11. Circuncidar-vos-eis na carne do prepúcio; e isto será por sinal de pacto entre mim e vós.
12. À idade de oito dias, todo varão dentre vós será circuncidado, por todas as vossas gerações, tanto o nascido em casa como o comprado por dinheiro a qualquer estrangeiro, que não for da tua linhagem.
13. Com efeito será circuncidado o nascido em tua casa, e o comprado por teu dinheiro; assim estará o meu pacto na vossa carne como pacto perpétuo.
14. Mas o incircunciso, que não se circuncidar na carne do prepúcio, essa alma será extirpada do seu povo; violou o meu pacto.
15. Disse Deus a Abraão: Quanto a Sarai, tua, mulher, não lhe chamarás mais Sarai, porém Sara será o seu nome.
16. Abençoá-la-ei, e também dela te darei um filho; sim, abençoá-la-ei, e ela será mãe de nações; reis de povos sairão dela.
17. Ao que se prostrou Abraão com o rosto em terra, e riu-se, e disse no seu coração: A um homem de cem anos há de nascer um filho? Dará à luz Sara, que tem noventa anos?
18. E disse Abraão a Deus: Quem dera que viva Ismael diante de teu rosto!
19. E Deus lhe respondeu: Na verdade, Sara, tua mulher, te dará à luz um filho, e lhe chamarás Isaque; com ele estabelecerei o meu pacto como pacto perpétuo para a sua descendência depois dele.
20. E quanto a Ismael, também te tenho ouvido; eis que o tenho abençoado, e fá-lo-ei frutificar, e multiplicá-lo-ei grandissimamente; doze príncipes gerará, e dele farei uma grande nação.
21. O meu pacto, porém, estabelecerei com Isaque, que Sara te dará à luz neste tempo determinado, no ano vindouro.
22. Ao acabar de falar com Abraão, subiu Deus diante dele.
23. Logo tomou Abraão a seu filho Ismael, e a todos os nascidos na sua casa e a todos os comprados por seu dinheiro, todo varão entre os da casa de Abraão, e lhes circuncidou a carne do prepúcio, naquele mesmo dia, como Deus lhe ordenara.
24. Abraão tinha noventa e nove anos, quando lhe foi circuncidada a carne do prepúcio;
25. E Ismael, seu filho, tinha treze anos, quando lhe foi circuncidada a carne do prepúcio.

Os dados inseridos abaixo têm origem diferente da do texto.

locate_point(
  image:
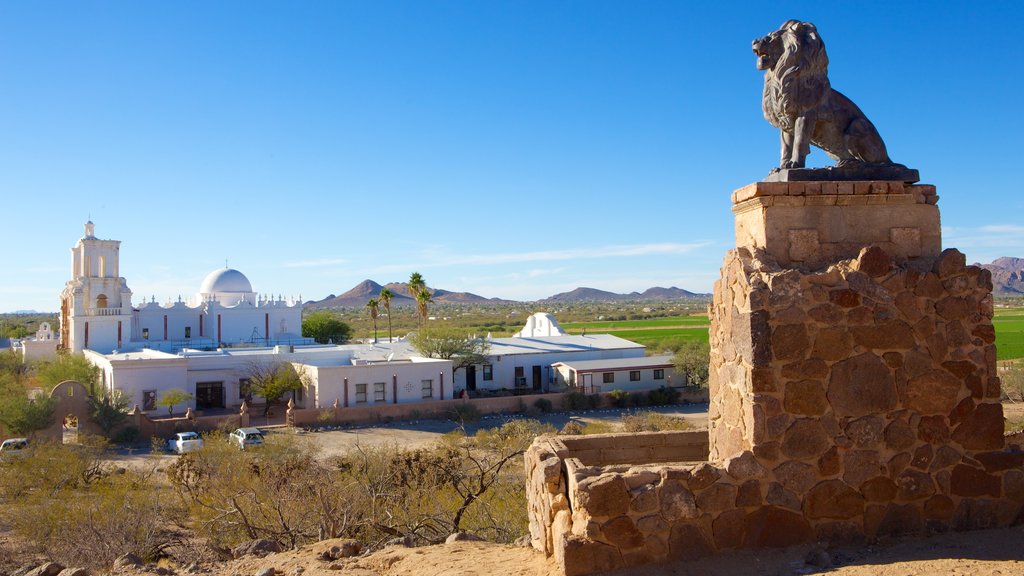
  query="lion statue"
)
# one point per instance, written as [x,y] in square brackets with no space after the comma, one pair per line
[800,101]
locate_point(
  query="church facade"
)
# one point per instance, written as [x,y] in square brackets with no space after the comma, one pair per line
[96,310]
[212,344]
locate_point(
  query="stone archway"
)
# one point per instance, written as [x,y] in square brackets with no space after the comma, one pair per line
[72,409]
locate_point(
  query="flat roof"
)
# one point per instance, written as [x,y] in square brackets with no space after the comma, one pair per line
[646,362]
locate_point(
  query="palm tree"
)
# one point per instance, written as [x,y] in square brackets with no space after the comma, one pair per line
[422,299]
[374,306]
[416,284]
[385,299]
[418,289]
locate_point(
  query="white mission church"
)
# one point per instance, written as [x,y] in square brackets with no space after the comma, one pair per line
[210,343]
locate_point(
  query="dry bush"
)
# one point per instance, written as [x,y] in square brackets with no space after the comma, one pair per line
[78,511]
[462,483]
[276,491]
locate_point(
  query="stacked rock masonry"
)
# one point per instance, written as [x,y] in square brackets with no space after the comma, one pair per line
[854,396]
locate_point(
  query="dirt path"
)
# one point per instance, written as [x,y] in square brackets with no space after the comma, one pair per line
[987,552]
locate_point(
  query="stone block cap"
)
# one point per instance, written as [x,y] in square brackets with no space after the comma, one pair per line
[893,172]
[922,194]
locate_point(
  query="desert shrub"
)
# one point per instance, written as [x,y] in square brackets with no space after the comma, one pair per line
[663,396]
[278,492]
[1013,382]
[652,421]
[620,399]
[599,426]
[71,506]
[577,401]
[127,435]
[639,399]
[465,414]
[572,427]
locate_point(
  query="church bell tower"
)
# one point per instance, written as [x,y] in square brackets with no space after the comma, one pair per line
[95,304]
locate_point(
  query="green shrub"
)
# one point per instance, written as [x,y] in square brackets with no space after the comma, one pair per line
[465,414]
[652,421]
[664,396]
[620,399]
[639,399]
[571,427]
[577,401]
[127,435]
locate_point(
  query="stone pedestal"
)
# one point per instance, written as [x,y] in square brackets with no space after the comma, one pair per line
[854,396]
[857,362]
[810,224]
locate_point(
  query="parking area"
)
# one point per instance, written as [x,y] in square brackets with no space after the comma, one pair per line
[416,434]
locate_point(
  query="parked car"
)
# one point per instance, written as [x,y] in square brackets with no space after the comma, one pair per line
[12,445]
[184,442]
[246,438]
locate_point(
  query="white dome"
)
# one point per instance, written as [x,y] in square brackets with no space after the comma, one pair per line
[224,281]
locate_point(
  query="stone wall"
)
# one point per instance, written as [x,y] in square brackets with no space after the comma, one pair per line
[850,400]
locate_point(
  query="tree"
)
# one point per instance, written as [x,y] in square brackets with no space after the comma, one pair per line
[385,299]
[325,327]
[418,289]
[272,380]
[416,284]
[374,305]
[449,342]
[109,410]
[423,299]
[172,398]
[69,367]
[691,360]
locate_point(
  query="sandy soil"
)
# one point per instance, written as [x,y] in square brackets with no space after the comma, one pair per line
[975,553]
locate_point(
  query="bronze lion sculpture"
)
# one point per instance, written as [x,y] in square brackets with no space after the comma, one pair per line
[799,100]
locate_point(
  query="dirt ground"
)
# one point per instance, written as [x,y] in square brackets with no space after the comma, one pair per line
[988,552]
[418,433]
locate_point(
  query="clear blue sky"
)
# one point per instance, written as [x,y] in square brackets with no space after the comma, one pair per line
[512,150]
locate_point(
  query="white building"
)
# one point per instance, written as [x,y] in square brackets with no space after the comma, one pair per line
[626,374]
[96,311]
[210,344]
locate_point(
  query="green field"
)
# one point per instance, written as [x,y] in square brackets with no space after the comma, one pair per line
[1009,325]
[672,322]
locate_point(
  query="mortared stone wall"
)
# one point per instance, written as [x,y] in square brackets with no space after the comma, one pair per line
[852,398]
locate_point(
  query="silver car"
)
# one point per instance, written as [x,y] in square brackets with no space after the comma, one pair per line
[246,438]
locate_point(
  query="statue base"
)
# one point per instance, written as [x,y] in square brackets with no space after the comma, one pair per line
[814,224]
[892,172]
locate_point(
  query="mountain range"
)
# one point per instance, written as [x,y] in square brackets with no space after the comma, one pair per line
[1008,276]
[361,292]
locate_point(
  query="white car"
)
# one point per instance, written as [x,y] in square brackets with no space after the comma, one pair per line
[184,442]
[12,445]
[246,438]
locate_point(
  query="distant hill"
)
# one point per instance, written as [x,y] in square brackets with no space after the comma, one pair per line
[358,295]
[1008,276]
[595,295]
[361,292]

26. No mesmo dia foram circuncidados Abraão e seu filho Ismael.
27. E todos os homens da sua casa, assim os nascidos em casa, como os comprados por dinheiro ao estrangeiro, foram circuncidados com ele.
Confirmação da aliança entre Deus, Abraão e sua descendência.
Deus reitera a Abraão, então com noventa e nove anos, sua promessa de torná-lo pai de uma multidão de nações. Para selar essa aliança eterna, o Senhor estabelece a circuncisão como sinal perpétuo para Abraão e toda a sua descendência masculina. Além disso, Deus muda o nome de Abrão para Abraão e de Sarai para Sara, prometendo que Sara, apesar da idade avançada, conceberá Isaque, o herdeiro da promessa. Abraão, prontamente, circuncida a si mesmo, Ismael e todos os homens de sua casa, demonstrando sua fé e obediência à vontade divina.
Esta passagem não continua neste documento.